With some of the funniest scenes in the movie, Ben Mayer-Goodman steals the show as the young Hansel. While his mother (Alberta Watson) is not the most supportive parent, Hansel does his own thing and the audience is right alongside him.
Michael Pitt has a great supporting performance as one of Hedwig’s lovers, Tommy, who takes more than just Hedwig’s heart. Probably most recognizable from his Dawson’s Creek performance as Henry, this Leonardo di Caprio look-a-like will most likely have larger roles popping up in the near future.
Opening with a classic American patriotic song on the guitar, the film is filled with subtle hints about how America’s freedom is a dream for so many people, however strange and confused they are. The continued optimism of Hedwig’s character also shows that no matter what situation people can be placed into — and he was definitely placed into some diverse situations — there is always hope.

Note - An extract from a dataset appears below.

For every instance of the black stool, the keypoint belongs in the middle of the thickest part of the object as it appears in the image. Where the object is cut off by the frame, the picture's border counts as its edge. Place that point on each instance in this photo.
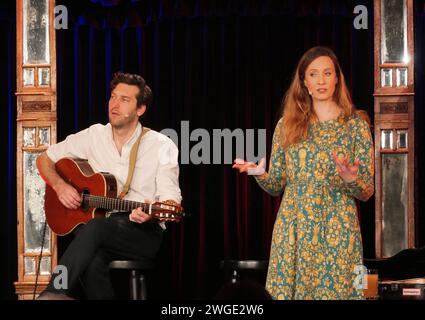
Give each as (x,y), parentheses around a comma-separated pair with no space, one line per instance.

And that hope is in the songs. The songs are another character in this movie. The need within every word is heard and understood. The songs tell the story with the passion, strength, and love that many actors probably could not do by themselves.
The shots fit the story perfectly. With unique angles tried, and always every bit of filmic space discovered, the camera contributes to the powerfulness of this film. Practically feeling like a 95-minute, extremely engaging music video, Hedwig strides through the scenes with no stop in sight.
Simple cartoon sequences were also used throughout the movie. This helped to explain the story as well as illustrate the fantasy-surrealism combination of the plot. The movie even sometimes felt like a cheesy American sitcom, including a scene inviting an audience sing-a-long.
And the stupendous hair and makeup artists cannot be forgotten. Turning a man into a woman is one thing. But turning a sexually confused boy into a genderless (but truly genderful) creature is another. The wigs used were great, each with a different personality within itself. And the wild makeup on Mitchell really drove the energy of this film right off the screen.
Now, this movie could not be perfect and of course has its downfall. The ending sequence of about the last seven or so minutes could have been approached in a better manner. Trying to end dramatically did not work because the strength of this movie is the comedic approach to this outrageous situation. Even though Hedwig ends on a sort of low note, the movie does not lose too much.
The overall comedic genius of Mitchell is unbelievable and uncontainable. So many issues were brought up in this movie that it seemed somewhat overwhelming at times. But that is in fact what made it great. This comic approach did not denounce the issues raised, but helped the audience understand the character in a more developed way.
With a fun (yet funky) soundtrack, powerful acting, and a completely absorbing atmosphere, Hedwig and the Angry Itch is a definite success of its own kind. So, who needs a gender anyway?